Startseite Eine ASA und ein Proxy - WCCP
Eintrag
Abbrechen

Eine ASA und ein Proxy - WCCP

Es gibt mittlerweile recht viele Möglichkeiten dem geneigten Endanwender einen Proxy aufzuzwängen. Der klassische Weg ist ihm die IP-Adresse und den Port mitzuteilen. Damit kann man niemanden mehr beeindrucken.

Man kann auch per WPAD versuchen einen Proxy zu verteilen. Funktioniert leider so gut wie nie.

Oder man erklärt den Proxy gleichzeitig zum Router und bastelt mittels iptables o. ä. Tools ein Portredirect und schleift sämtlichen Verkehr über diesen Server.

Oder eine .pac-Datei, oder, oder oder.

Was ich für kleinere Netze interessant finde ist Cisco’s Web Cache Communication Protocol, nerdig als WCCP bezeichnet. Wenn der Proxy das Protokoll unterstützt klemmt man diesen per WCCP an eine Cisco ASA (oder wahlweise an einen Cisco Router der ebenfalls WCCP versteht) und schon fließt der Verkehr ohne Endanwenderinteraktion über den Proxy. Das klingt so fantastisch und riecht nach Marketing, das kann nicht so einfach funktionieren. Natürlich nicht!

  1. Das Netz für WCCP benötigt die “höchste” IP-Range. Geniale Definition. Was meint man damit nur? Das IP-Oktett mit der höchten Zahl gewinnt. Hat man 10.10.10.0/24 und führt plötzlich 192.168.0.0/24 ein, geht WCCP nur für das 192er Netz. Klar? Ein 192.168.2.0/24 gewinnt gegenüber 192.168.0.0. Sauber. Besonders weil es im Netz Kommentare wie “du musst allen Verkehr zum Netz mit der höchsten IP routen”. Leider fehlt überall die Erklärung wie man das macht.

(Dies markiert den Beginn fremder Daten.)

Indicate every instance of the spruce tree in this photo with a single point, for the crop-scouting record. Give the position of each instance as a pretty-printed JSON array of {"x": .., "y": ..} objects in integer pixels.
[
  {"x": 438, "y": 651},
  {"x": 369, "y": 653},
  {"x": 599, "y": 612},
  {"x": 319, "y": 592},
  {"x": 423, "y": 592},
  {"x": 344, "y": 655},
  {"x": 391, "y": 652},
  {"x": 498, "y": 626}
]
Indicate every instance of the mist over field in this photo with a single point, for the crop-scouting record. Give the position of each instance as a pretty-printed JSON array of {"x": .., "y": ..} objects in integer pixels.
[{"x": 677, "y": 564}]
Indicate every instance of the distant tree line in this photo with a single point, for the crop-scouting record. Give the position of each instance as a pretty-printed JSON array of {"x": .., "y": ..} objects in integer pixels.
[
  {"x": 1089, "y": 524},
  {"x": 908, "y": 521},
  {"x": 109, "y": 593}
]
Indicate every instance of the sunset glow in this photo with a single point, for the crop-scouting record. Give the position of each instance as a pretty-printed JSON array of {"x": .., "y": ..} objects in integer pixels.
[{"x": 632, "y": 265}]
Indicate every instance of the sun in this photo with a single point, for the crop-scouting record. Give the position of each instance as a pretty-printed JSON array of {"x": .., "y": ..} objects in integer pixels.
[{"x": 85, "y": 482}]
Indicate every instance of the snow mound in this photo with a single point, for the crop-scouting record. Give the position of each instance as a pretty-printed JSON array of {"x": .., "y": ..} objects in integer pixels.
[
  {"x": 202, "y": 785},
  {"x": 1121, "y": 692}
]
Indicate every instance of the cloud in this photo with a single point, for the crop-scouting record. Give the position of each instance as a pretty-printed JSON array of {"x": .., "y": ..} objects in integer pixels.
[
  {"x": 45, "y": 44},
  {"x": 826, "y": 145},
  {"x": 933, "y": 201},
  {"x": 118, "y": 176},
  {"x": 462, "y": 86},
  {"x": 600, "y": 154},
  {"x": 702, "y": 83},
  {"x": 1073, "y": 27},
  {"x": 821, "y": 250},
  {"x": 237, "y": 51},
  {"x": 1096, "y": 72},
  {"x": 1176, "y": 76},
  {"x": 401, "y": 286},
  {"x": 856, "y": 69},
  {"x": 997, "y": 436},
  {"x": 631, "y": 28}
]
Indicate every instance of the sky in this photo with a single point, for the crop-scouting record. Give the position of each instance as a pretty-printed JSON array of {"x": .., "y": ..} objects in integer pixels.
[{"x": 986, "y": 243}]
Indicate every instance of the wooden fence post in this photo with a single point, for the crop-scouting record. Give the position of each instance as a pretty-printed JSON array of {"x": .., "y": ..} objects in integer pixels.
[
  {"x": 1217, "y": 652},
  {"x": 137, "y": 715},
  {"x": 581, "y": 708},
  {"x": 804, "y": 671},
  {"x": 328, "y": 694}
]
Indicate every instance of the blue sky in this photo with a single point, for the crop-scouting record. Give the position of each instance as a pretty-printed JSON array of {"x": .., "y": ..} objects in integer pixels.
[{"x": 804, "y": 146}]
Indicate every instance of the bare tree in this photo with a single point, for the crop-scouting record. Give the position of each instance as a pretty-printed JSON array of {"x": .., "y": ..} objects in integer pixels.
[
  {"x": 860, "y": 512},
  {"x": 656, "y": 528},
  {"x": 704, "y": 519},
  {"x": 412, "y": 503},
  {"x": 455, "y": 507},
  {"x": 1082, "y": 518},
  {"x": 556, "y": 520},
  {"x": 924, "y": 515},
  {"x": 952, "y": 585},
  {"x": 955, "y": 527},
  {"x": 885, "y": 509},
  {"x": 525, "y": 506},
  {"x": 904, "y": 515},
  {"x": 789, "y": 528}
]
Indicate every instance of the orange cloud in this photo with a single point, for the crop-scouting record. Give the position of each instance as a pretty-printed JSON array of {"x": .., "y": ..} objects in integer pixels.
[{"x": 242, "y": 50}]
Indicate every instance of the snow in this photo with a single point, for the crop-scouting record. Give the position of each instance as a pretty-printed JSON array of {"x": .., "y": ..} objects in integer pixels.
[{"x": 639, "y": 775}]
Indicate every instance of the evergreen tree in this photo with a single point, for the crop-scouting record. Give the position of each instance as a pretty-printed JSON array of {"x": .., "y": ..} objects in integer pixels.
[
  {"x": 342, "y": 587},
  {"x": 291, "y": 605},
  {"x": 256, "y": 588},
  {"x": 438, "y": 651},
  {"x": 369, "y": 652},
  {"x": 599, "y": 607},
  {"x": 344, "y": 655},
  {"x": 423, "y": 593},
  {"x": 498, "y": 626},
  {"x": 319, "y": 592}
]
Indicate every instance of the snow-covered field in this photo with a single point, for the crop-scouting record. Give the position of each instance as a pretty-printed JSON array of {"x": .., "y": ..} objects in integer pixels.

  2. Zwischen ASA und Proxy muss ein GRE-Tunnel aufgebaut sein. Macht Sinn, da die Pakete möglichst unverändert zum Proxy sollen. Keine Bange, auf der ASA muss nichts konfiguriert werden, die macht das alleine. Auf dem Proxy muss der Tunnel eingerichtet werden. GRE-Allergiker aufgepasst, ohne geht es nicht.

  3. Der Proxy muss auf der ASA freigeschaltet sein, sonst wandern seine Pakete auch in den GRE-Tunnel und es passiert ein Hauch von… nichts.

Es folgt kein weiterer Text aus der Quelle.